Containers

Similar to virtual machines, containers are a form of virtualization that package software and the multiple dependencies required to run that software into a single, distributable environment. That container can then be run on any system that is running the appropriate engine (Docker, Podman, etc.). They are often lighter and more agile than virtual machines but can include increased security risks if not deployed correctly. In general, virtual environments managed using tools like Conda as discussed in ‘Getting started with Conda, Virtual Environments, and Python’ should provide sufficient isolation for most geospatial computing cases without the need to familiarize oneself with container technologies, but containers can be a helpful tool in cases when neither virtual environments or virtual machines are feasible.

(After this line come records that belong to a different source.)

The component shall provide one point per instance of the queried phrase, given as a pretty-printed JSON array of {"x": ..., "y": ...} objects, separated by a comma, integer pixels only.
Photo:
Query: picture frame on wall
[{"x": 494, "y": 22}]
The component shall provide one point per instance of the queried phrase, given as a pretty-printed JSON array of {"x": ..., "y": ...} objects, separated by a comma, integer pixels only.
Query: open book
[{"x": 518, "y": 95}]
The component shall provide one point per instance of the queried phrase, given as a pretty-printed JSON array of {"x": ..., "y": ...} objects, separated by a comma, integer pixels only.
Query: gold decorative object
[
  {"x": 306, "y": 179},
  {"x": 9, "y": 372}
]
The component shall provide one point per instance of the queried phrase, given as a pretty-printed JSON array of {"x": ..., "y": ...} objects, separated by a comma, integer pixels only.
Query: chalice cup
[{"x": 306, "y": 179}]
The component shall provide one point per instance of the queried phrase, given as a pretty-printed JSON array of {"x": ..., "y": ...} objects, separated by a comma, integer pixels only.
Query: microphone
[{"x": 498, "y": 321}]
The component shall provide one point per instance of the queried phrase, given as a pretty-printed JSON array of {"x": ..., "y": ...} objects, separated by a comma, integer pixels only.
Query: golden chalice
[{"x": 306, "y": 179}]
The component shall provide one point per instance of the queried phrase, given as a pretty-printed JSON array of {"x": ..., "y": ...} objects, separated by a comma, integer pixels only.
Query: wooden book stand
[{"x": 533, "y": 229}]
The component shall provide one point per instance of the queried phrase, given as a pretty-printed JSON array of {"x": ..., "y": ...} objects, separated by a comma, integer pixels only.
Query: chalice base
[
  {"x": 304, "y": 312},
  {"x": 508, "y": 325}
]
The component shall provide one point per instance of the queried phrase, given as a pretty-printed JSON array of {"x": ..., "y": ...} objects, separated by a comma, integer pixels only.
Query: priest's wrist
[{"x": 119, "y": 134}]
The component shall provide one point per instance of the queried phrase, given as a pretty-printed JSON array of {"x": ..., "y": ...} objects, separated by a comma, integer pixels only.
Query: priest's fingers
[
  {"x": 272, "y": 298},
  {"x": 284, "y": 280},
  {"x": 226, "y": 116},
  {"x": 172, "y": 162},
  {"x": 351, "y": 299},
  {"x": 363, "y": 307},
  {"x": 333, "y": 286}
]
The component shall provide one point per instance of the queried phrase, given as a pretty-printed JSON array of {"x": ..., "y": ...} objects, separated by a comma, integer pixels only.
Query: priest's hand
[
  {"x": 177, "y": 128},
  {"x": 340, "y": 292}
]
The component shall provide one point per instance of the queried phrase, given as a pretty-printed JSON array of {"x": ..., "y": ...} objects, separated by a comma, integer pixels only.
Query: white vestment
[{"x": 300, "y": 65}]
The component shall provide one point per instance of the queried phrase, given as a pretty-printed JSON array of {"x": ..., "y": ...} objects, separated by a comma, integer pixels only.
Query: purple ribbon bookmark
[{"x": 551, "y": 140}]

For examples on leveraging containers to run highly-customized development environments with Jupyter, RStudio, or VS Code, see Using Containers for Development Environments.

It is important to note that most containers can only run in Linux environments. Each of the container systems listed below include tools and steps for setting up simple, Linux environments from which containers can be ran on either Windows or Mac machines.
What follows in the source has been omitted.